Chemical peels involve applying a diluted chemical solution in order to provide a variety of skin refreshing effects. These include reduction in blemishes, wrinkles, sun damage and even precancerous skin growths, according to the University of Virginia Health System. While the peels are most commonly associated with being applied to the face, they also can be applied to the hands, chest, legs, arms, etc. Chemical peels vary in strength, meaning some may penetrate deeper layers of skin than others, which can result in a number of side effects. Because these topical ingredients are absorbed into the bloodstream, they can affect an unborn child.

Types

A number of chemical peel types exist and each has a differing skin penetration and effect, according to the University of Virginia Health System. These include alpha hydroxy acids, which include glycolic, lactic and fruit acids. This type of peel does not penetrate to the deeper layers of skin, but is associated with reducing acne, dry skin and sun-damaged skin.
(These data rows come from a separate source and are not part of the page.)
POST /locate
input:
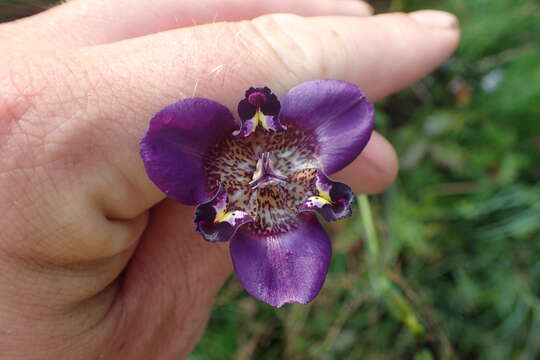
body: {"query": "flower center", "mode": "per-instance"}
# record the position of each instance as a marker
(265, 174)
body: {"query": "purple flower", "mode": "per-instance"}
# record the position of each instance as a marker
(259, 184)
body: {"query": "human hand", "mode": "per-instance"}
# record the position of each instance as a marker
(94, 263)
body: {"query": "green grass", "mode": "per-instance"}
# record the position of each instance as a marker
(453, 267)
(457, 271)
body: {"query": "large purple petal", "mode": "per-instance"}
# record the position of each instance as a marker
(336, 113)
(289, 267)
(175, 143)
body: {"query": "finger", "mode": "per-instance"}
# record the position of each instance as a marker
(83, 22)
(220, 61)
(176, 274)
(374, 169)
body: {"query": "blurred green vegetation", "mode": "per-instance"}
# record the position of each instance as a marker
(452, 269)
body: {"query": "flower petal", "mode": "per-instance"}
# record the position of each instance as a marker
(338, 115)
(259, 107)
(284, 268)
(176, 141)
(215, 223)
(333, 201)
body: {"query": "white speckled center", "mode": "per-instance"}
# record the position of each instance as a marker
(275, 207)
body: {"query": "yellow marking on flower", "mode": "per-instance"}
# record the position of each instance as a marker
(224, 216)
(319, 199)
(259, 118)
(325, 195)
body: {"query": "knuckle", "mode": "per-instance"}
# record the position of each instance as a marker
(44, 165)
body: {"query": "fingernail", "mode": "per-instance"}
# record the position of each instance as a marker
(435, 18)
(354, 7)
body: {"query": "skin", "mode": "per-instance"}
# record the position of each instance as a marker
(94, 262)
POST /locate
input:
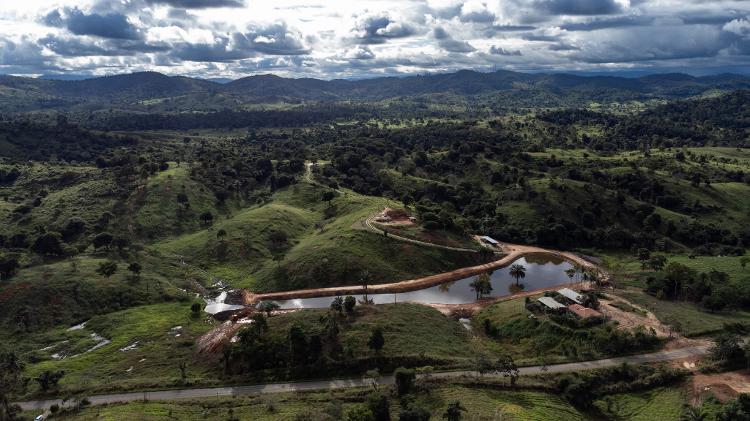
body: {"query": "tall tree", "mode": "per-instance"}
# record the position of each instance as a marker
(517, 271)
(482, 285)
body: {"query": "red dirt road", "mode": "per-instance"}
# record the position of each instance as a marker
(513, 251)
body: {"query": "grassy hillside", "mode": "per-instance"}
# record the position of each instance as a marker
(147, 344)
(157, 213)
(69, 291)
(324, 244)
(481, 403)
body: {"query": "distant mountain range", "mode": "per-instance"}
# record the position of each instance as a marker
(156, 92)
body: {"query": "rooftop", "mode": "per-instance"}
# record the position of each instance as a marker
(583, 312)
(550, 302)
(569, 293)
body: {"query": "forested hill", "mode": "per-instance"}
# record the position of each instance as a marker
(150, 91)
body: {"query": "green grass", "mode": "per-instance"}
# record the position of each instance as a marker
(480, 403)
(657, 404)
(692, 320)
(326, 246)
(628, 271)
(68, 291)
(154, 208)
(541, 339)
(409, 330)
(153, 363)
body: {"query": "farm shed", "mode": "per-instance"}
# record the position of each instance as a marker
(572, 295)
(583, 312)
(551, 303)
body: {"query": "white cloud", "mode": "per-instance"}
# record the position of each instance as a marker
(337, 38)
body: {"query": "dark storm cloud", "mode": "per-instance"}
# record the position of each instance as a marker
(82, 47)
(479, 16)
(578, 7)
(109, 25)
(617, 22)
(23, 52)
(274, 39)
(655, 43)
(199, 4)
(446, 42)
(538, 37)
(512, 28)
(500, 51)
(378, 28)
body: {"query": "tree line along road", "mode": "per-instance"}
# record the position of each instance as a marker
(163, 395)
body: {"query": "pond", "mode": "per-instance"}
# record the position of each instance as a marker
(542, 271)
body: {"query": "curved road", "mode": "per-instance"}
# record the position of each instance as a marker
(162, 395)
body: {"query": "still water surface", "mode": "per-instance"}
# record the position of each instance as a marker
(542, 271)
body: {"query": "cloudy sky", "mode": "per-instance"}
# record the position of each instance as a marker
(352, 38)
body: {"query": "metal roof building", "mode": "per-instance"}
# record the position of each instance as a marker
(583, 312)
(570, 294)
(551, 303)
(489, 240)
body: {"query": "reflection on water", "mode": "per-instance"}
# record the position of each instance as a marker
(542, 271)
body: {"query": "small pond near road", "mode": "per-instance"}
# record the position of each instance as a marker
(542, 271)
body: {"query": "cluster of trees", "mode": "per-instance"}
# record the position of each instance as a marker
(583, 388)
(713, 290)
(313, 347)
(29, 140)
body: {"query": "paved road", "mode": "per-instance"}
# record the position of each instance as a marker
(361, 382)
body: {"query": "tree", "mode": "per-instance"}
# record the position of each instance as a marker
(48, 379)
(267, 306)
(349, 303)
(120, 242)
(48, 244)
(517, 271)
(359, 414)
(337, 304)
(643, 255)
(135, 268)
(454, 411)
(482, 285)
(183, 370)
(691, 413)
(657, 262)
(328, 196)
(207, 218)
(376, 340)
(298, 346)
(404, 380)
(379, 406)
(11, 383)
(195, 309)
(8, 267)
(571, 272)
(103, 239)
(727, 348)
(374, 376)
(735, 410)
(107, 268)
(414, 413)
(507, 367)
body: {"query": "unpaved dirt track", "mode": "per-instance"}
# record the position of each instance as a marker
(162, 395)
(514, 251)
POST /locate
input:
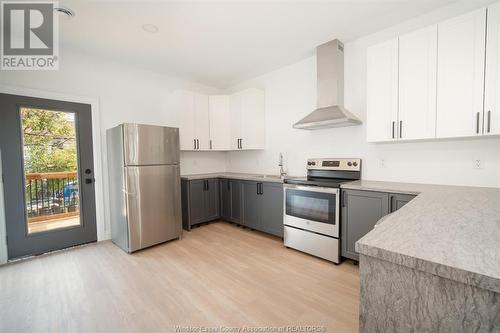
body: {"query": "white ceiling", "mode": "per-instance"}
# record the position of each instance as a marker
(224, 42)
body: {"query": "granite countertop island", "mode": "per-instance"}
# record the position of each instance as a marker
(442, 249)
(235, 175)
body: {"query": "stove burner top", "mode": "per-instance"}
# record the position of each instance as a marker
(333, 183)
(329, 172)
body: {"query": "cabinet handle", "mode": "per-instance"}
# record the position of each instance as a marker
(489, 121)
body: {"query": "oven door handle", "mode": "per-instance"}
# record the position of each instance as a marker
(333, 190)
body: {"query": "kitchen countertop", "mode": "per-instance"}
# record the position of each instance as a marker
(234, 175)
(449, 231)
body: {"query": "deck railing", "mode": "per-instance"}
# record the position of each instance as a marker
(52, 195)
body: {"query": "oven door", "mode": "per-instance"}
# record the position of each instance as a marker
(312, 208)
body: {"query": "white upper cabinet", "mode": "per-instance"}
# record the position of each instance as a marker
(194, 120)
(220, 122)
(235, 118)
(183, 101)
(492, 93)
(202, 125)
(460, 78)
(247, 109)
(417, 84)
(382, 91)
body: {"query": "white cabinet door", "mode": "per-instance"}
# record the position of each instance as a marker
(220, 122)
(461, 52)
(253, 129)
(382, 91)
(492, 93)
(235, 109)
(417, 84)
(202, 124)
(183, 102)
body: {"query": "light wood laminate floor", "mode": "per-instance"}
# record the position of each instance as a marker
(218, 274)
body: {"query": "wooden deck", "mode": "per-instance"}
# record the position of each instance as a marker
(45, 224)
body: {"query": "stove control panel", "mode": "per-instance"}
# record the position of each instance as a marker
(340, 164)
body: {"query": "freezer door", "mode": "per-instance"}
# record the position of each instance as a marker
(150, 145)
(153, 204)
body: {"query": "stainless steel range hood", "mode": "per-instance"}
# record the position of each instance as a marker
(330, 111)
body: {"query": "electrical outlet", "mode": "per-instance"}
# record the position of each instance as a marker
(478, 164)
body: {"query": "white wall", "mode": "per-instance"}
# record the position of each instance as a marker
(124, 95)
(291, 94)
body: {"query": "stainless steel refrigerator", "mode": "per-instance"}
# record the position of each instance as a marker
(144, 185)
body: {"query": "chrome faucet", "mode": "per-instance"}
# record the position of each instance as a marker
(280, 164)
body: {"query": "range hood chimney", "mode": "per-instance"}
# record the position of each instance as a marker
(330, 111)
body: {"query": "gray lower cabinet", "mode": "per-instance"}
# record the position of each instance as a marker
(361, 210)
(236, 200)
(225, 199)
(251, 205)
(263, 207)
(397, 200)
(200, 201)
(230, 198)
(256, 205)
(272, 209)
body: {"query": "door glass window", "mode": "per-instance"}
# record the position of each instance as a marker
(314, 206)
(50, 169)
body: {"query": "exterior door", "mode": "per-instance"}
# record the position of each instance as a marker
(48, 175)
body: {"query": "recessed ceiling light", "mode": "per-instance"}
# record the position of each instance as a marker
(65, 11)
(151, 28)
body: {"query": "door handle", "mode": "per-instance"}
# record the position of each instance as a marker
(489, 121)
(477, 122)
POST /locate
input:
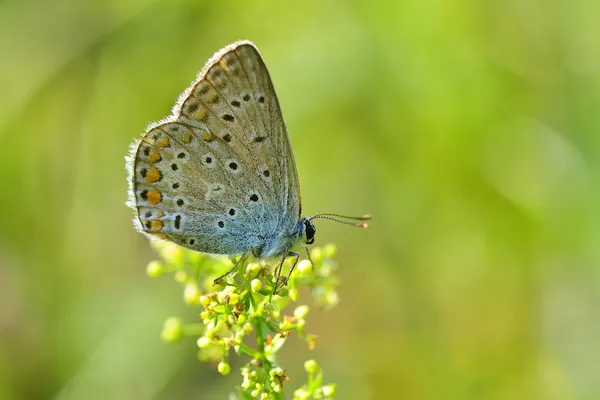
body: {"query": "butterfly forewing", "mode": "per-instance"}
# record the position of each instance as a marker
(219, 174)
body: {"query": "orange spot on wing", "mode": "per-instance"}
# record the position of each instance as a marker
(212, 97)
(154, 156)
(186, 138)
(156, 226)
(153, 175)
(201, 114)
(154, 197)
(164, 142)
(223, 64)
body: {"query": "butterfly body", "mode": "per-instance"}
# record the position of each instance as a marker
(218, 175)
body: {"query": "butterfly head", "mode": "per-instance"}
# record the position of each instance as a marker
(309, 230)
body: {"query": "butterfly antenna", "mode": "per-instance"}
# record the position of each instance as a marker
(338, 218)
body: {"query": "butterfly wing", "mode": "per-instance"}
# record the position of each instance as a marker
(219, 175)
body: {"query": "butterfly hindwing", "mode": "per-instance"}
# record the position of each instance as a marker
(219, 174)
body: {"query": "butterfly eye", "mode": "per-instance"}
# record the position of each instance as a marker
(310, 232)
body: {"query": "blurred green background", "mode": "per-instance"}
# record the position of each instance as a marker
(469, 130)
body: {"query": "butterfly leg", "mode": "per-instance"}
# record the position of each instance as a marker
(279, 281)
(309, 259)
(218, 280)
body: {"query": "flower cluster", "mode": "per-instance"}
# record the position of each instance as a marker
(241, 313)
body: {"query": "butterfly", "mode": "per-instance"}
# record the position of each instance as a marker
(218, 175)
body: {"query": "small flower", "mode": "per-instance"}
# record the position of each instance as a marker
(234, 298)
(204, 300)
(204, 342)
(311, 366)
(304, 267)
(223, 368)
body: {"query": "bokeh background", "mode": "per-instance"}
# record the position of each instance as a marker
(469, 130)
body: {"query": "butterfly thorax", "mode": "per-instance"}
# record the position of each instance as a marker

Trichloacetic acid peels are deeper peels, but do not typically require anesthesia to perform. Benefits of these peels include smoothing out fine wrinkles, reducing blemishes and reducing the noticeability of age spots. Finally, phenol peels are deep peels that require sedation and even months of recovery. These peels can smooth out very deep wrinkles and remove precancerous growths, such as moles.

Expert Insight

According to Dr. Jeanette Graf, MD, FAAD, a clinical and research dermatologist on The Family Groove, certain forms of chemical peels may be permissible during pregnancy. Examples of these safe-for-treatment peels include glycolic acid, lactic acid or other alpha-hydroxy acid peels. Dr. Graf recommends using buffered peels, which contain enough acid concentration to be active for only 5 minutes or less.

Warning

While some forms of chemical peels may be safe for use during pregnancy, others, such as salicylic acid and beta hydroxy acid peels should be avoided, according to The Family Groove. This is because salicylic acid is absorbed by the skin and can affect your growing baby.

Considerations

In addition to the effects a chemical peel can have on your baby, it's also important to consider the effects one can have upon your own skin. According to the Cleveland Clinic, pregnancy increases the risk that a woman may experience temporary or permanent discolorations on the face. These can occur when the chemical peel has a negative reaction with the skin and causes pigment in the skin to darken. While this risk is low, it's important to discuss with your physician, even if you are undergoing a mild peel.